Safaricom Will Reduce Investment if Kenyan Regulators Move to Limit Its Dominance
Monday, February 23, 2015
Safaricom Ltd. will cut its planned $400 million investment in East Africa’s biggest economy this year if Kenyan regulators impose penalties on the wireless carrier to limit its market dominance, its chief executive officer said.
“If you start to slice the legs off this particular company, we’ll have to pull back on that type of investment,” CEO Bob Collymore said in an interview on Wednesday in the capital, Nairobi, following a report that a government minister had questioned Safaricom’s majority share of the telecommunications market. “We’re all up for going through the process, defining the areas that we may or may not be dominant in, defining what the abuse is, and defining what the remedies are.”

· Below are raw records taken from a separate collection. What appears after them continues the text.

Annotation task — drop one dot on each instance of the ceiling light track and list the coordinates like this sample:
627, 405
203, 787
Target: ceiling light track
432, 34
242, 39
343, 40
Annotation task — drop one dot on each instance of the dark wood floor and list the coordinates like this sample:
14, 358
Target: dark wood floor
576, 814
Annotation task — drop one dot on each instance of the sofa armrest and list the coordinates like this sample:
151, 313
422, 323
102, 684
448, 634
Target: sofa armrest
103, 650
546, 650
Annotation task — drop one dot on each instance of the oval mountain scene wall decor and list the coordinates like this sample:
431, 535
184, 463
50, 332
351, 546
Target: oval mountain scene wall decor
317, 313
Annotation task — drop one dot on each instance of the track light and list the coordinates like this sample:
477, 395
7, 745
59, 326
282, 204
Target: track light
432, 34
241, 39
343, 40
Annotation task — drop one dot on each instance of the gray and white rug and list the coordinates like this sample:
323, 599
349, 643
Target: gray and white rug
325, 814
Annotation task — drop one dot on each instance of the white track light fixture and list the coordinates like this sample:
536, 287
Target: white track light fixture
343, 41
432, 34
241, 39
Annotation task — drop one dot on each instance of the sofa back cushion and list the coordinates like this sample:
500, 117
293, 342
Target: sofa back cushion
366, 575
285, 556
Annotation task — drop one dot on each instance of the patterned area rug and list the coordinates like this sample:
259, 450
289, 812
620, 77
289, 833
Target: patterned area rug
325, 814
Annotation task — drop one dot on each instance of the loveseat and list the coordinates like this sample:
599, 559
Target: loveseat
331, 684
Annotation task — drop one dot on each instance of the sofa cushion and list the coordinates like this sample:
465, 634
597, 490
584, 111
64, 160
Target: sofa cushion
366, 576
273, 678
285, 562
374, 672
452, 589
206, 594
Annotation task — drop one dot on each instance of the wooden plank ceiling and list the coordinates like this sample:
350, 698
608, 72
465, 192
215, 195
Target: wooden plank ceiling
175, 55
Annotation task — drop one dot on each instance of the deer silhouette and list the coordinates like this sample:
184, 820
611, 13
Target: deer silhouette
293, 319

Safaricom, which is 40 percent owned by England-based Vodafone Plc, has 76 percent of the voice market in Kenya while its customers send 93 percent of all the country’s text messages, according to a report by the Communications Authority of Kenya for July to September 2014.
East Africa’s biggest company by market value also had about three quarters of mobile-money transfers — a way of making payments using mobile phones — where it faces competition from a new product by Bharti Airtel Ltd.’s Kenyan unit.
Communications Secretary Fred Matiang’i wrote to the industry regulator late last year to ask why Safaricom hadn’t been declared a dominant provider, the Daily Nation newspaper reported Feb. 17. That could lead to penalties for Safaricom such as an order to share its network with smaller competitors. Matiang’i wasn’t available when Bloomberg News called him and didn’t immediately respond to an e-mailed request for comment.
Safaricom shares gained 1.7 percent to 15.40 shillings as of 2:52 p.m. in Nairobi on Friday, valuing the company at 617 billion shillings ($6.7 billion).